W drugiej części Ruch nie tracił nadziei na korzystne zakończenie, ale Zagłębie kontrolowało przebieg meczu. „Niebieskie” po dwóch zrywach zmniejszały dystans do trzech goli – tak było w 40. minucie (19:22), a później także w 56. minucie (25:28). Agnieszka Piotrkowska ruszyła z kontrą, chciała zdobyć bramkę nr 26, ale została „złapana” na faul ofensywny. A do tego, w wyniku zderzenia z Zuzanną Ważną, doznała urazu kostki.

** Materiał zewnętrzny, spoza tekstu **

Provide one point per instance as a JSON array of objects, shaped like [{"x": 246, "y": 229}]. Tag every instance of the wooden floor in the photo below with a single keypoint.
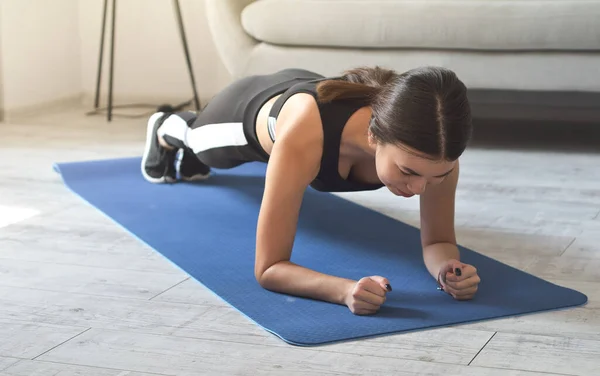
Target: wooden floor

Była to już druga kontuzja Ruchu w końcówce spotkania. Kilka minut wcześniej boisko musiała opuścić Aleksandra Jaroszewska. Rozgrywająca zderzyła się z rywalką. Ucierpiało kolano zawodniczki z Chorzowa.

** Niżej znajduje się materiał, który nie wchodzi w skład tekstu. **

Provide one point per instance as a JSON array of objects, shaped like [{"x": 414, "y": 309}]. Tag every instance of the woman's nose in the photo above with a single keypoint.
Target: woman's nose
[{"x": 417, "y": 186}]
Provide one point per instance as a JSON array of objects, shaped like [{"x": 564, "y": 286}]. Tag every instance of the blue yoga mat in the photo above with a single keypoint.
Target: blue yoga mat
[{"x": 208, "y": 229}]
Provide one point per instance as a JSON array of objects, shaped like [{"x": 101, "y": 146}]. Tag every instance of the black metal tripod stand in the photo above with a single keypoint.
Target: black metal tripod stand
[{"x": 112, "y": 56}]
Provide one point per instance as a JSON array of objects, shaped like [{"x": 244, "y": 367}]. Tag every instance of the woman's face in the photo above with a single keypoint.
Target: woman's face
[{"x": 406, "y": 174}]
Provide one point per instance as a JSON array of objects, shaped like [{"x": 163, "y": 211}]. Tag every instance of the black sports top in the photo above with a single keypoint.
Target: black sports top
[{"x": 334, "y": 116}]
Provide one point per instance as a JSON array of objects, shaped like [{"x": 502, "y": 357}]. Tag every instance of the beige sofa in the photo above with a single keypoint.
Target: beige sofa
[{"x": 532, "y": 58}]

Zagłębie nie pozwoliło wydrzeć sobie punktów. W końcówce podwyższyło jeszcze prowadzenie, triumfując w hali MORiS 30:25. Było to jedenaste z rzędu zwycięstwo lubinianek.
– Po kontuzjach wszystko się posypało. Uraz Oli Jaroszewskiej wygląda poważnie – mówił z niepokojem w głosie trener Ruchu Michał Boczek. – Piotrków nam bardzo mocno uciekł. Miały trzy punkty przewagi nad nami, teraz ma pięć. Nawet gdybyśmy z nimi wygrali oba mecze, to i tak będzie ciężko. Musimy jeszcze gdzieś zapunktować. Bez gadania. Robi się dramatycznie – dodał.
W następnej serii PGNiG Superligi chorzowianki pojadą do Koszalina. Muszą spróbować zrobić to, co w sobotę zrobiła Piotrcovia.
19. seria PGNiG Superligi Kobiet
KPR Ruch Chorzów – Metraco Zagłębie Lubin 25:30 (14:18)
KPR Ruch: Chojnacka, K. Gryczewska, Kuszka – Jasinowska 4, Drażyk 7, Polańska 4, Masłowska 1, Jaroszewska, Piotrkowska 4, Nimsz, Lipok 3, M. Gryczewska, Sójka, Grabińska, Stokowiec 2.
Metraco Zagłębie: Maliczkiewicz, Wąż – Stanisławczyk, Grzyb 4, Hartman 3, Trawczyńska 3, Buklarewicz, Górna 3, Ważna 3, Galińska 1, Zawistowska 4, Machado Matieli 4, Noga, Belmas 3, Pielesz 1, Milojević 1.
Sędziowali: Cezary Figarski i Dariusz Żak (obaj Radom). Widzów 282.